Anonymous Coward says:

Re: Re: Re:

“I believe you’ve confused the victim with the perpetrator. I don’t believe McMurtry actually forwarded the spam to anyone.”

No, GP was on target. Spam exists because the sender knows that if he/she sends enough spam mails, one of them will reach someone gullible enough to do something that makes money for the spammer. The cost of sending spam is very low, so even a few suckers per ten thousand mail can make the enterprise profitable. By being that gullible recipient, McMurtry reinforced the idea that a spammer can sometimes get a gullible recipient. Spam will end when it is unprofitable. Raising the price of sending spam is a non-starter, so it will only become unprofitable by reducing the number of capable gullible recipients. (A gullible recipient who has no money to give is unprofitable.)

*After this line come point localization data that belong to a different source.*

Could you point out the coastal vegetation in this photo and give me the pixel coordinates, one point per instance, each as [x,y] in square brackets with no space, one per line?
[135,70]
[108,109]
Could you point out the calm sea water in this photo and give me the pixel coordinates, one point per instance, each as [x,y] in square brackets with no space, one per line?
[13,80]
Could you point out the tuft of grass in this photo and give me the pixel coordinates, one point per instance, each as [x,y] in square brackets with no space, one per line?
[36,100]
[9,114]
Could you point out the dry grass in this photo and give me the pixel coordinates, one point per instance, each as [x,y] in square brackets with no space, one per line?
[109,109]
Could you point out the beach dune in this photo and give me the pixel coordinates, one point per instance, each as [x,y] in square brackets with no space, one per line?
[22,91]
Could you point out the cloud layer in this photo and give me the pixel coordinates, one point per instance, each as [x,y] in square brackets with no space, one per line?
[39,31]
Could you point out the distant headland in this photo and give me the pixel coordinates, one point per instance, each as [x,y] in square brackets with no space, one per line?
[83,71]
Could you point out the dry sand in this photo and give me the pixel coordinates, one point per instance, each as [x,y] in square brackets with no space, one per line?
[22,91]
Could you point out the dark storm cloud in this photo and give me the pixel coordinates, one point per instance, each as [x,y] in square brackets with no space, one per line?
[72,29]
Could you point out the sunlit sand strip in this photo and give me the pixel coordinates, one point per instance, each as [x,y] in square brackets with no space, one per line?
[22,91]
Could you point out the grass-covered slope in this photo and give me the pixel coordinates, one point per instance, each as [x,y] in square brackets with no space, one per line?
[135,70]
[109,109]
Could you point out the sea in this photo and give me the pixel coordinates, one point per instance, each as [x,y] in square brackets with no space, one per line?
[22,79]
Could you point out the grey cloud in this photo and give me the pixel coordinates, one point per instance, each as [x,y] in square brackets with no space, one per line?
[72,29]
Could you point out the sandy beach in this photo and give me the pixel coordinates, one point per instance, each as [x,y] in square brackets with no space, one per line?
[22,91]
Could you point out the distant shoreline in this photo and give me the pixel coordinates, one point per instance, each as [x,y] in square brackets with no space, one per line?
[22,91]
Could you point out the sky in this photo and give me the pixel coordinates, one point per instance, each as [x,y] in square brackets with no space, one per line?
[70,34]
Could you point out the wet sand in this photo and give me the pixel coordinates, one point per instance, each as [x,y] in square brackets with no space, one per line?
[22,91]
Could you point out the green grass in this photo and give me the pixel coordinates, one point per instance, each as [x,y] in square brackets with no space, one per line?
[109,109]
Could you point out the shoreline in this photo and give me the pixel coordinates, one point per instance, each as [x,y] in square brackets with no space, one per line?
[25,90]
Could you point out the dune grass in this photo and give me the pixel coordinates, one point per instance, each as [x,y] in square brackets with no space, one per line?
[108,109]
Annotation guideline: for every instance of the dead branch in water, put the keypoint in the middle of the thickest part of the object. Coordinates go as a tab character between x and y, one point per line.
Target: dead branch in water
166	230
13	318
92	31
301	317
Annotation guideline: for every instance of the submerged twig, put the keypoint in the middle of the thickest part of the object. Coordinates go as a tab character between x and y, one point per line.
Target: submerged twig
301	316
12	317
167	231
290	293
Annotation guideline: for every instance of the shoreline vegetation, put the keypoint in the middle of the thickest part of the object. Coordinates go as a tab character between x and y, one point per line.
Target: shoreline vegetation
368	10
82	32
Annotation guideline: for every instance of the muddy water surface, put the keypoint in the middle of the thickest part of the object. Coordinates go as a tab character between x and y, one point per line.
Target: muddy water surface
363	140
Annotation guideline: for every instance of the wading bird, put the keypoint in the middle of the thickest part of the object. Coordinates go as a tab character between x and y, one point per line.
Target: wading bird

John Fenderson (profile) says:

Just goes to show

Idiots exist everywhere. Why is it even possible for a single person to wire that amount of money anywhere at all? You’d think that it would require the approval of at least two people. Also, although it only takes a moment of idiocy to fall for a transparent scam like that, it takes someone truly skilled the art to not have the very first action be to call the CEO to confirm.

sigalrm (profile) says:

Re: Just goes to show

With a company that big ($6.2bn in assets), multi-million dollar signing authorities aren’t that uncommon, especially at the executive level.

I’d be willing to bet that the largest dollar amount wired ($9.4 million) was calibrated to be just under the companies single-signature signing authority.

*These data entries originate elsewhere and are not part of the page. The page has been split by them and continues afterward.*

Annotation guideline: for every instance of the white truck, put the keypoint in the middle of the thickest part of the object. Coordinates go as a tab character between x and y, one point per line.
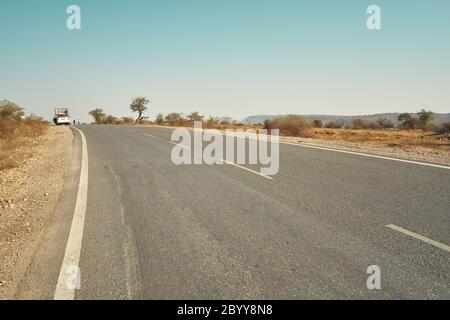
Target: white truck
62	117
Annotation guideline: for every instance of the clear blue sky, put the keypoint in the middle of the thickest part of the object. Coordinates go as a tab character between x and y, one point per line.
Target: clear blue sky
226	58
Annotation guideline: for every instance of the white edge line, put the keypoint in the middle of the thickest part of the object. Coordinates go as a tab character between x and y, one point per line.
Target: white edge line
368	155
230	163
353	153
73	249
247	169
419	237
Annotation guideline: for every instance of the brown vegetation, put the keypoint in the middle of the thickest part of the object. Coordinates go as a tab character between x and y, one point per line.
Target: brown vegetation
15	132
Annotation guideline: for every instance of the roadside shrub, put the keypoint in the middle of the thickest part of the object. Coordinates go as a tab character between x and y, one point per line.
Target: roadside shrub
333	125
317	124
445	128
290	126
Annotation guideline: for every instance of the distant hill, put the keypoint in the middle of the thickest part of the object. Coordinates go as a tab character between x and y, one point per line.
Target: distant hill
344	120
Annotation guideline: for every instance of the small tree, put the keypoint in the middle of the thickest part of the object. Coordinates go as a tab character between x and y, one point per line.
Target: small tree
174	119
195	116
445	128
425	118
10	110
98	115
407	121
317	123
139	105
111	120
160	119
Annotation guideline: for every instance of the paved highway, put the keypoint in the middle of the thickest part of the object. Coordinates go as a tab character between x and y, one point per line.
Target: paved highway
154	230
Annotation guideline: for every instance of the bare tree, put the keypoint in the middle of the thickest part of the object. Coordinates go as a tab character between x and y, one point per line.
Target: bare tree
98	115
10	110
425	117
139	105
195	116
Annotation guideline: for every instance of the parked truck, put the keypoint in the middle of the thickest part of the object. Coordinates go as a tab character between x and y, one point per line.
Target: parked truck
62	117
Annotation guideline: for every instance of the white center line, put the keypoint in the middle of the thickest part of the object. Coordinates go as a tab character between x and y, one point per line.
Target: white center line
68	275
180	145
355	153
247	169
230	163
419	237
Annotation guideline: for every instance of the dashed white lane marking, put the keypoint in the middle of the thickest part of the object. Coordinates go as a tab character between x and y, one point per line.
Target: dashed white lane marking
419	237
357	153
180	145
228	162
247	169
65	288
368	155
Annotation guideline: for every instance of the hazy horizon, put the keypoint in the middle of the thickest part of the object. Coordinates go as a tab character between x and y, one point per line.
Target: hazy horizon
232	58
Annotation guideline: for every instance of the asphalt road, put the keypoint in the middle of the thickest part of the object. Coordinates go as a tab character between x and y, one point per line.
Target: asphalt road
154	230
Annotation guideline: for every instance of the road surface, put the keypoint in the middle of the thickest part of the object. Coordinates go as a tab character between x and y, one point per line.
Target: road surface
154	230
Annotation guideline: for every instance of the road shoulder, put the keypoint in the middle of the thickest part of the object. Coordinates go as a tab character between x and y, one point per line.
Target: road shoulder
30	194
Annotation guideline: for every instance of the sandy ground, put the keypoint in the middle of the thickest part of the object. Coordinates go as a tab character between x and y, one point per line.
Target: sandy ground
408	145
415	153
28	195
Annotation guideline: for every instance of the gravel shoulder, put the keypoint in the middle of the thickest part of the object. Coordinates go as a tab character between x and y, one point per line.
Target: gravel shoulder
420	154
415	154
28	197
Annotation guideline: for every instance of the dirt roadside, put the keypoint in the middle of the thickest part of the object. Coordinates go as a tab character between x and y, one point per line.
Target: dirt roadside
28	196
390	144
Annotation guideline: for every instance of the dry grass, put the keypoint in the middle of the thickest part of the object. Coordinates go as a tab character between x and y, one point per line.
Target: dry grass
389	138
14	135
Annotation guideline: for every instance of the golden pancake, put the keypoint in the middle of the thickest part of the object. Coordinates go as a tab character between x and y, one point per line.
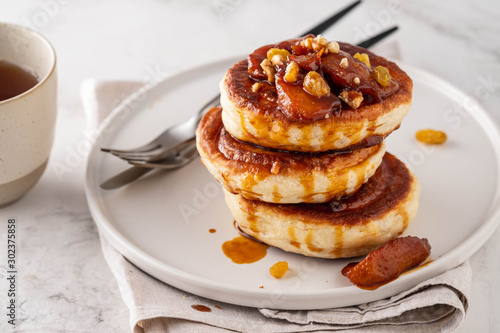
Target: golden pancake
281	176
282	115
378	212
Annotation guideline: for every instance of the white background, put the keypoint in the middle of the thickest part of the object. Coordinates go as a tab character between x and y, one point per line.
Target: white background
64	283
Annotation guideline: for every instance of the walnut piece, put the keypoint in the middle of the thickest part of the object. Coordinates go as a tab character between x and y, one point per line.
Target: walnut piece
320	44
352	98
382	75
316	85
256	86
292	71
364	58
269	69
333	47
277	56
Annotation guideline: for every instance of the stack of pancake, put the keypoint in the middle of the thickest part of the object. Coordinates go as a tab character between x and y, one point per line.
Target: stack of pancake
298	146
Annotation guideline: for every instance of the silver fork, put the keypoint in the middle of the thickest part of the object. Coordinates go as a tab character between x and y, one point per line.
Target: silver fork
161	147
181	156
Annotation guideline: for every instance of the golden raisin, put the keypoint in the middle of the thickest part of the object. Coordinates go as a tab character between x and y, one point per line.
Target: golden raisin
279	269
352	98
269	69
316	85
292	70
364	58
280	52
430	136
382	76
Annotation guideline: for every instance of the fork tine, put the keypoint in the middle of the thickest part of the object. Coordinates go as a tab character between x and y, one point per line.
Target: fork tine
147	147
185	155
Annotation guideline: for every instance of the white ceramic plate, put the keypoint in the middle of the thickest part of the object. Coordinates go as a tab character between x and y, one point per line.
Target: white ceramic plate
161	223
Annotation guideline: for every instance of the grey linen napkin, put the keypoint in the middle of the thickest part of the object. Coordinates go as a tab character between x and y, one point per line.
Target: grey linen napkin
437	305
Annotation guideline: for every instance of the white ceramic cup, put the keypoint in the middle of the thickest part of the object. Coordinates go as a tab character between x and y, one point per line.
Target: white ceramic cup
27	121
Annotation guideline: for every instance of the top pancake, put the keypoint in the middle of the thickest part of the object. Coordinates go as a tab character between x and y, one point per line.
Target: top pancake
256	117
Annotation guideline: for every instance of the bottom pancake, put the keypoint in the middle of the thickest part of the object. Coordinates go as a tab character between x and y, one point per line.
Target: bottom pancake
378	212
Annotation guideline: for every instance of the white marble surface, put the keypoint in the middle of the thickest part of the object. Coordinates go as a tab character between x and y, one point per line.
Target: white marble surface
64	284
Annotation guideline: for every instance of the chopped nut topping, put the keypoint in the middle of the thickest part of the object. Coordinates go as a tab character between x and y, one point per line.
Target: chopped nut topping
351	98
279	269
316	85
382	76
271	53
319	43
430	136
275	169
364	58
333	47
344	63
269	69
256	86
292	70
307	42
277	60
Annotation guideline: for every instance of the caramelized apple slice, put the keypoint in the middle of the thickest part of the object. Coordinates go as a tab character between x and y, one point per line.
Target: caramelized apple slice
388	262
254	61
299	105
343	77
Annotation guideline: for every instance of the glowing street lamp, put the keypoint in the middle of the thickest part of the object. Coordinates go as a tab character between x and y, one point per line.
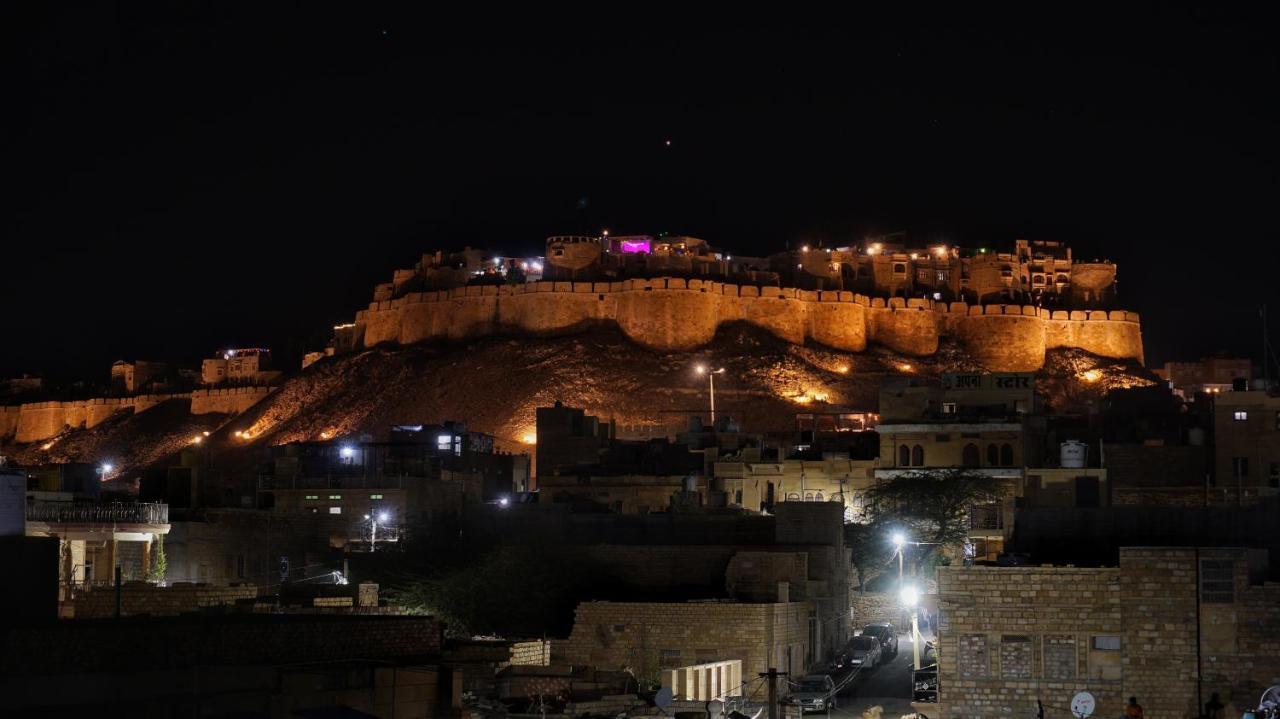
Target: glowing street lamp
711	378
910	598
899	543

Absolutely reeks of inside job, although frankly I doubt the controller was in on it. If he was smart enough to put the job together, he’d (presumably) be smart enough to transfer and hide the money in a way that didn’t paint a target on his back.

Anonymous Coward says:

Cultural Failure

These things happen because corporate culture, especially executive culture, sneers at rules as “for the little people” and/or “somebody else’s problem.”

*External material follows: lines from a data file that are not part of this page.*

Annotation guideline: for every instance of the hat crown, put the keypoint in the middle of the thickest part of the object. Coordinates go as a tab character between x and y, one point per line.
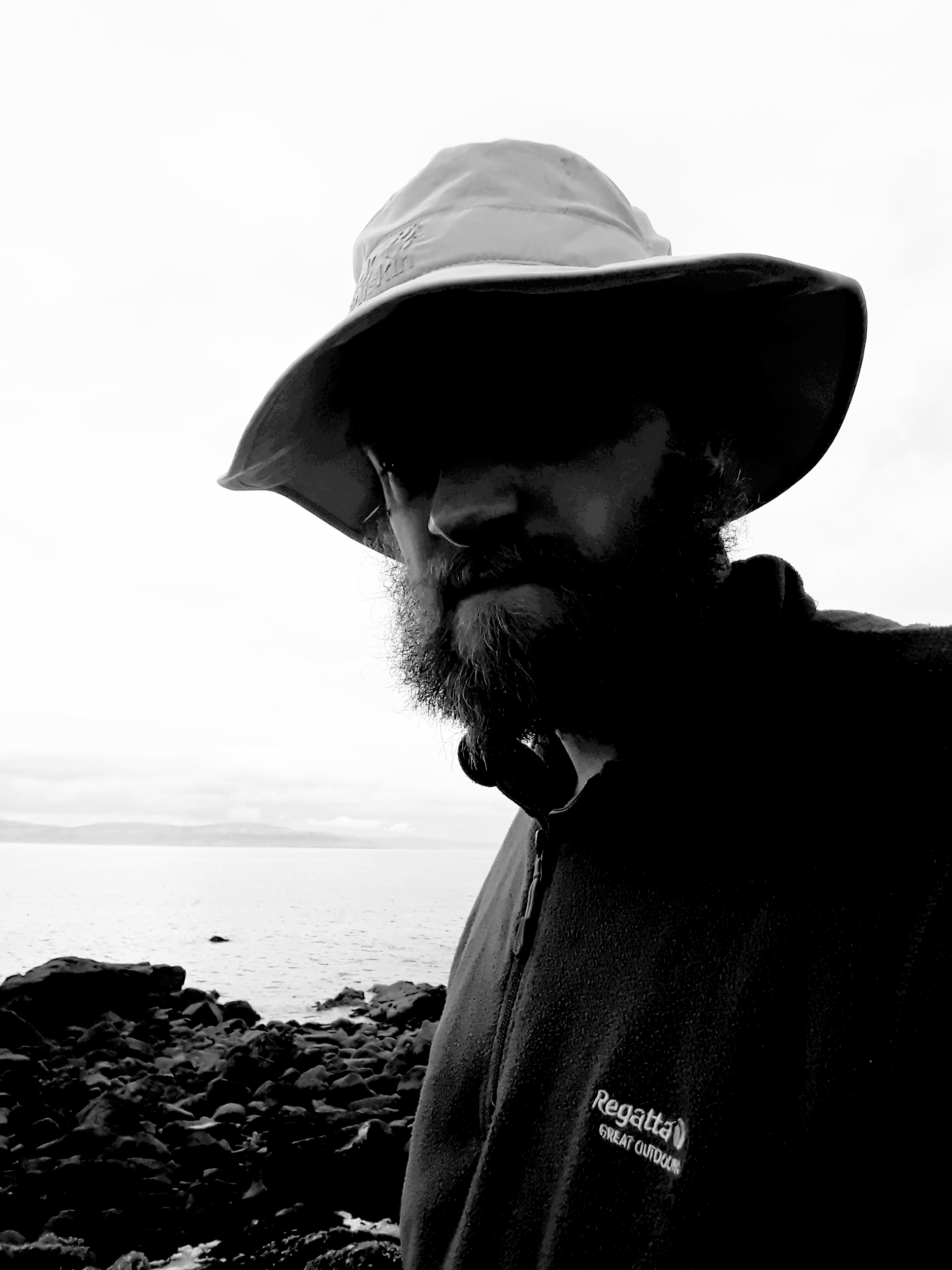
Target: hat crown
513	202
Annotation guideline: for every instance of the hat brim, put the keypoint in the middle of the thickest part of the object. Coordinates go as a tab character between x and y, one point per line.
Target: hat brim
792	369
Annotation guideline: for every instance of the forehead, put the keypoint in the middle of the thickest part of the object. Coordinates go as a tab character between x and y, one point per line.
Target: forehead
506	379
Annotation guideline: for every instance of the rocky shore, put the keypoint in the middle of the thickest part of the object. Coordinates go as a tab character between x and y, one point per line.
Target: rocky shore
139	1117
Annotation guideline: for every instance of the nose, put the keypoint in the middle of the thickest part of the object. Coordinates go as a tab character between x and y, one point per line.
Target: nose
470	506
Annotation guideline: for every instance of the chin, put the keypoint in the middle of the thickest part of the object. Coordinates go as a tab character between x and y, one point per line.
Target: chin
486	620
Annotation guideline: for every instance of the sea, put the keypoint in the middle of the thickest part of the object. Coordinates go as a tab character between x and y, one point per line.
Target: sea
300	924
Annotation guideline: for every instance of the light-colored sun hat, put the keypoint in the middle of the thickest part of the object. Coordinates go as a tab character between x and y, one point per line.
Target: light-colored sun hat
522	219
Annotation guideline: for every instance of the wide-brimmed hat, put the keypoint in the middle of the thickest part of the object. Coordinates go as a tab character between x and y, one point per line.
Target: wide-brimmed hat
771	349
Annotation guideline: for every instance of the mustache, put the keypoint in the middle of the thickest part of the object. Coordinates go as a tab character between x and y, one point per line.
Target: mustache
546	562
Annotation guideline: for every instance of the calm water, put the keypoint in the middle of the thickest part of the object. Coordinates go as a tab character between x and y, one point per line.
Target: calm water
301	924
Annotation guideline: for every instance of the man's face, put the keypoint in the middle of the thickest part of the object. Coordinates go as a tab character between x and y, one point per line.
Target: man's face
522	586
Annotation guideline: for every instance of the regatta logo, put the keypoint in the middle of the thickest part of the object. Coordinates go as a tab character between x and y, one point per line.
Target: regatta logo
627	1116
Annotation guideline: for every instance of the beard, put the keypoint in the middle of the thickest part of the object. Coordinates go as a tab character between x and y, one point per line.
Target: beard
555	640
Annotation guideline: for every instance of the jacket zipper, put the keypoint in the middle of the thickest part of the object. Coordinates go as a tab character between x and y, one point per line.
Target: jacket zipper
519	948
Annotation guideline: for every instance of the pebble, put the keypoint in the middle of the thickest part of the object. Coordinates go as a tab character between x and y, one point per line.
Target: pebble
139	1117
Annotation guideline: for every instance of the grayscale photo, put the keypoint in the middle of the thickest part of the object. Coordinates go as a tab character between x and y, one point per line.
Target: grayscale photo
518	837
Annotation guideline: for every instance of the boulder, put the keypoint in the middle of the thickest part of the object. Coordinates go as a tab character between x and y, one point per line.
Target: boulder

Millions of dollars moved on instructions emailed from a CEO’s personal account reeks of a long-standing attitude of “don’t bother me, I’m important.”

The tragedy is that the guy who pushed the button will get punished, while the bosses fostered such a scam-friendly environment will skate away, certain they did nothing wrong.

Anonymous Coward says:

Hello 55th largest private company in america, i know this looks like a random comment on a random site, and i know this next bit kinda doesnt make sense, but it is infact china’s new email address

I would kindly ask you to send a bajillion gazillion petrol dolars to china@paypay.com as soon as possible….no, dont think about it, trust me im a friend, just push that “send bajillion gazzilion” buton, dont think about, your boss would totally be fiiiiiine with it.

Yours sincerly Not China
Thankyou for your stupidity

P.S
Remember china@paypal.com

Anonymous Coward says:

Ahem...

I work for a 5 person company and we’ve had a few “phishing” emails, including one supposedly from IRS. Every one of them got checked and ‘bit bucketed’. The IRS stood out because it went to the wrong email to start with. I still recall one that when we looked at the message source the url went to porn.com. We had bets going to see if porn.com had been hacked or if they were behind the scam. (We never did find out the answer to that.)

jsf (profile) says:

Not as easy to spot as you might think

I bet they were using Microsoft Outlook and Exchange for their email. When you use this combo a senders email address is not displayed. Only the friendly person name is displayed by default, and this is easy to fake. Unless you have some technical expertise you wouldn’t even know to look.

Now personally I would double check before sending a single penny somewhere, but I know places where millions, if not tens of millions of dollars are authorized to be moved/paid with just a few emails every day.